Updated

The Bush administration considers new Palestinian leadership critical to Mideast peace but is keeping its distance from the chaotic struggle in Gaza (search). "We will just have to watch it unfold," Secretary of State Colin Powell said Tuesday.

While renewing the administration's call for reform and faulting Yasser Arafat (search) for not giving real power to two successive prime ministers, Powell still said, "It is up to the Palestinian people and Palestinian leaders to see how they want to move forward."

Describing the situation in Gaza as chaotic, Powell told reporters at the State Department, "All we can do is to follow it and see how the Palestinians resolve this problem."

On Capitol Hill, Sen.
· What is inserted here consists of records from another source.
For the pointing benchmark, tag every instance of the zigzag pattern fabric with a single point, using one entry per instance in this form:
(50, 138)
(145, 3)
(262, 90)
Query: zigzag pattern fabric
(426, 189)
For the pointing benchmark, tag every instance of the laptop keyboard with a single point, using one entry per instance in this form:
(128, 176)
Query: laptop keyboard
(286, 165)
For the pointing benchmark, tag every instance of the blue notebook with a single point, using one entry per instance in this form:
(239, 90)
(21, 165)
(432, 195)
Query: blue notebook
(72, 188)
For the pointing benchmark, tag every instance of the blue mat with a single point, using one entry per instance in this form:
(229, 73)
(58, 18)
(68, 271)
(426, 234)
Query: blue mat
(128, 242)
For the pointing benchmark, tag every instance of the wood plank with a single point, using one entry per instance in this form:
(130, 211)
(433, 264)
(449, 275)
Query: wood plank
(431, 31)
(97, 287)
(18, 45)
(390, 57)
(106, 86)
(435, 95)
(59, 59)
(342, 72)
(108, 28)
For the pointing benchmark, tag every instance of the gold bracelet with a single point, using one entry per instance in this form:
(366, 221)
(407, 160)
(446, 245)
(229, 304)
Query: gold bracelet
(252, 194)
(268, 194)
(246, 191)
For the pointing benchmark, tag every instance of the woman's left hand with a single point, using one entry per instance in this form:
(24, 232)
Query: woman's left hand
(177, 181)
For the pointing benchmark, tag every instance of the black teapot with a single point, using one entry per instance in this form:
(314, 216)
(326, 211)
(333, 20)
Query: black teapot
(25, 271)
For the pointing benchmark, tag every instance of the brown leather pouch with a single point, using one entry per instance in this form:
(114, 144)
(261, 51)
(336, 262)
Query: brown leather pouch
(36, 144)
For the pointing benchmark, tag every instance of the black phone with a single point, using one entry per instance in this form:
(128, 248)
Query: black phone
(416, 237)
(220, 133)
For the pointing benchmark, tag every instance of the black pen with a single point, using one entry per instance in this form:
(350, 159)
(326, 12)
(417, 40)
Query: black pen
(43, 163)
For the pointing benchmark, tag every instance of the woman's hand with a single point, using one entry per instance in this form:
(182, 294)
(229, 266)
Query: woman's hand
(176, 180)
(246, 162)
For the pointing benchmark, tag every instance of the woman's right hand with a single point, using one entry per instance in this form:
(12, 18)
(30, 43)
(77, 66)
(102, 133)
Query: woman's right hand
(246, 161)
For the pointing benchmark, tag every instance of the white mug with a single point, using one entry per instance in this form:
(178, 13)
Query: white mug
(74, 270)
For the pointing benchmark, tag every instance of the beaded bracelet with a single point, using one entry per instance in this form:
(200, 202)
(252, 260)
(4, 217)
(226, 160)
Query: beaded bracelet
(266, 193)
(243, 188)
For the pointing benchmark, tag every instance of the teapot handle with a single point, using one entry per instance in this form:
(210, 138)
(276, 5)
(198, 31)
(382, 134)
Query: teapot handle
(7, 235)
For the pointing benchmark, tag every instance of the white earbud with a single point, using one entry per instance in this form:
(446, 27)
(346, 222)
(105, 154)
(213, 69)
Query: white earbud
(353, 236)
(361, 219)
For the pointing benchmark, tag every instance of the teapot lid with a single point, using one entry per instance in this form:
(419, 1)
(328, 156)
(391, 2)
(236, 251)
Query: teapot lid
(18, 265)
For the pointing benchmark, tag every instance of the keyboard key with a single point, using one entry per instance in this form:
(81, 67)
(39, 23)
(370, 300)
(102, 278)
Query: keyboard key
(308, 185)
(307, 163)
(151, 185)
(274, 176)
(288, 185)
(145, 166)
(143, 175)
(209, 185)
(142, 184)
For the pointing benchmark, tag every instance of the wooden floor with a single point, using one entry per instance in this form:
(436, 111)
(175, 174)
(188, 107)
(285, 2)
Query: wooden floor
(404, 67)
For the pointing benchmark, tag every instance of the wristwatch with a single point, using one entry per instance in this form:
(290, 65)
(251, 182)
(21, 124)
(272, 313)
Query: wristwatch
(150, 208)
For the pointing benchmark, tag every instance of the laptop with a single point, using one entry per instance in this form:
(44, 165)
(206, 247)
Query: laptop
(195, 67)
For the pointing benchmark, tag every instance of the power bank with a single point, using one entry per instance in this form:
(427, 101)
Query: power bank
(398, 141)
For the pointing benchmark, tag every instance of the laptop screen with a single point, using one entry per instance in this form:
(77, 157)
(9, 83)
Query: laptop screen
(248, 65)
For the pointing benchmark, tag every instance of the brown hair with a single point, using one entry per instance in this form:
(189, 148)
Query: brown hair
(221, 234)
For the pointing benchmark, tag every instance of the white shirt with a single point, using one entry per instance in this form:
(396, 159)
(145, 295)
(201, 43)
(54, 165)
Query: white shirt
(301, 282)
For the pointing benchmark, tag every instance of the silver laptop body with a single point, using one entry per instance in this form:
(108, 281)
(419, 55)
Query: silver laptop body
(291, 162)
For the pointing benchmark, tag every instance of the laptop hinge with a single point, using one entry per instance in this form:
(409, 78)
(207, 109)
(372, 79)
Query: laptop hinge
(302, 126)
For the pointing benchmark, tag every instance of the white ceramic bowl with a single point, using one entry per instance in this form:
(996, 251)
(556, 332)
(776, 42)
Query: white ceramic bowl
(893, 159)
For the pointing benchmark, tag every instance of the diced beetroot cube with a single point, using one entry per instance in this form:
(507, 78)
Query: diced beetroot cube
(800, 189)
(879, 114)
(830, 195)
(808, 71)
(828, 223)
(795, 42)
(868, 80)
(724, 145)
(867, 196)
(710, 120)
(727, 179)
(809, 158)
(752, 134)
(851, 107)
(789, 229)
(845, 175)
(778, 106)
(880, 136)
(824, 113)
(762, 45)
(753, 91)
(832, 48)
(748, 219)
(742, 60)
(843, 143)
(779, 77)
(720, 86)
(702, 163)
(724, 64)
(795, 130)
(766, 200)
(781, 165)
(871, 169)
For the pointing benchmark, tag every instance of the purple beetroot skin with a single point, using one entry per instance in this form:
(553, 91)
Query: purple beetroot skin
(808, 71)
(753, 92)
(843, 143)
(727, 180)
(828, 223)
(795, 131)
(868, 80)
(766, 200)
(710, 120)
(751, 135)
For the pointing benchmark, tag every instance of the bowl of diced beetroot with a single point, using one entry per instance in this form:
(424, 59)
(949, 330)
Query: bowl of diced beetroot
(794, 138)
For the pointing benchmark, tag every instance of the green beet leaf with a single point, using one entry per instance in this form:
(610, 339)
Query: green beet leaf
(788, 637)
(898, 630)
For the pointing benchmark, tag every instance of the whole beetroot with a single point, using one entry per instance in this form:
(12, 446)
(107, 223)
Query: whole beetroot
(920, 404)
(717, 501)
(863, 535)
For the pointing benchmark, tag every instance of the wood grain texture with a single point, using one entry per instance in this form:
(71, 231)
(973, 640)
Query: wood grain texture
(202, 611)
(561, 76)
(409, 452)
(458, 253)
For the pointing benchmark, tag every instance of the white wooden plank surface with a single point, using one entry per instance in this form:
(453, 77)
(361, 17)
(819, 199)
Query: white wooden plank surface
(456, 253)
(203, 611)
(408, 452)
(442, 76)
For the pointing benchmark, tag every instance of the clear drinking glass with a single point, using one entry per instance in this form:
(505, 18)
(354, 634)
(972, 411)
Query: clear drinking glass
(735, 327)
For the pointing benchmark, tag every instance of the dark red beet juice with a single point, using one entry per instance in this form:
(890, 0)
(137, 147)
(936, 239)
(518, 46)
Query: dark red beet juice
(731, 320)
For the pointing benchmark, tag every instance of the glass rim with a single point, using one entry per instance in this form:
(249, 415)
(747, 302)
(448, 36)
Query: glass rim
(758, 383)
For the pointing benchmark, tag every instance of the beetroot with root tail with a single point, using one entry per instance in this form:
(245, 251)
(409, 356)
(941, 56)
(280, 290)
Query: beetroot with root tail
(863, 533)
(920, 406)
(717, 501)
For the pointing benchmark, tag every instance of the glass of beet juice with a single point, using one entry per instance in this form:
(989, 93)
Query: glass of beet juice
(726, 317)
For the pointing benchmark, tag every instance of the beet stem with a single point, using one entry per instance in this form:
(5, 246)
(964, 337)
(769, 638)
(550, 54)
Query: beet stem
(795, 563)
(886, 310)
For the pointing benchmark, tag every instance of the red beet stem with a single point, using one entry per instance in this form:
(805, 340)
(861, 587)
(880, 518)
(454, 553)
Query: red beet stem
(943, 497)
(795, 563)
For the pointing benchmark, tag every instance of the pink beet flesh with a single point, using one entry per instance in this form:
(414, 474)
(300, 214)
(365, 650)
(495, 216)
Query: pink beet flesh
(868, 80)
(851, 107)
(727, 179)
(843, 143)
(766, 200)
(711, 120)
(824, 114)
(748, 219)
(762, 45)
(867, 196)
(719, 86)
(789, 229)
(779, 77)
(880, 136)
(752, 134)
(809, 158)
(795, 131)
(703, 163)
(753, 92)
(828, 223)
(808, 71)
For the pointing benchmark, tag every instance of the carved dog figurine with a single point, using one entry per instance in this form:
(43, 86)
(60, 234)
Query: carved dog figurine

Joseph R. Biden Jr., D-Del., agreed with the administration's assessment of Arafat. "The main obstacle to peace is the absence of responsible Palestinian leadership."

But Biden, at a Foreign Relations Committee hearing, said the administration's interest level in promoting an accord between the Palestinians and Israel appeared to wane after President Bush went to the region last year.

Specifically, Biden said the administration had failed to "more actively" support Mahmoud Abbas (search), known also as Abu Mazen, when he was prime minister. "Clearly, he was prepared to challenge Arafat, but at the end of the day he was discredited by his inability to deliver," Biden said.

And now, the committee's senior Democrat noted, a second prime minister, Ahmed Qureia, known also as Abu Ala, may be quitting.

"Promoting peace and securing Israel require hard work, day in and day out," Biden said in criticizing the administration's performance. "Benign neglect punctuated by episodic engagement imperils American strategic interests in the region."

Powell, on the other hand, defended the administration's record as he stood outside the State Department entrance, taking questions from reporters.

He said the administration supported both Palestinian prime ministers but they were not given real executive power and were unable to consolidate security forces.

"The fault for this is at the feet of Chairman Yasser Arafat," Powell said.

Meanwhile, a senior U.S. diplomat, David M. Satterfield, told the committee that the unrest in Gaza reflected a "clash of personalities" and not a struggle over making sorely needed changes in the Palestinian leadership to promote peacemaking with Israel.

Progress toward Palestinian statehood depends on a leadership change that will strengthen Palestinian security and block suicide attacks on Israel, Satterfield testified.

Due soon to take the post of U.S. ambassador to Jordan, Satterfield said the administration was trying hard to promote a two-state solution to the Palestinian-Israeli conflict but "the parties have the responsibility of taking steps" toward that goal.

There has been very little effort by the Palestinian Authority to address security, Satterfield said, "but we will continue to push them because as Israeli withdrawal from Gaza draws closer, it becomes increasingly vital that the Palestinian Authority be prepared to take over and maintain law and order and stability in Gaza."

Under the plan proposed by Prime Minister Ariel Sharon, all 7,500 Israeli Jews who live in the territory, and the Israeli troops there to protect them, will be withdrawn. The settlements will be turned over to the Palestinians.

Satterfield, while registering administration support for the plan, cautioned Sharon that "it can't be Gaza first and Gaza last," meaning that Israel would be pressed to withdraw on other fronts, as well. Sharon, over some strong protest from Israeli militants, has offered to disband a half-dozen West Bank settlements while surrendering Gaza.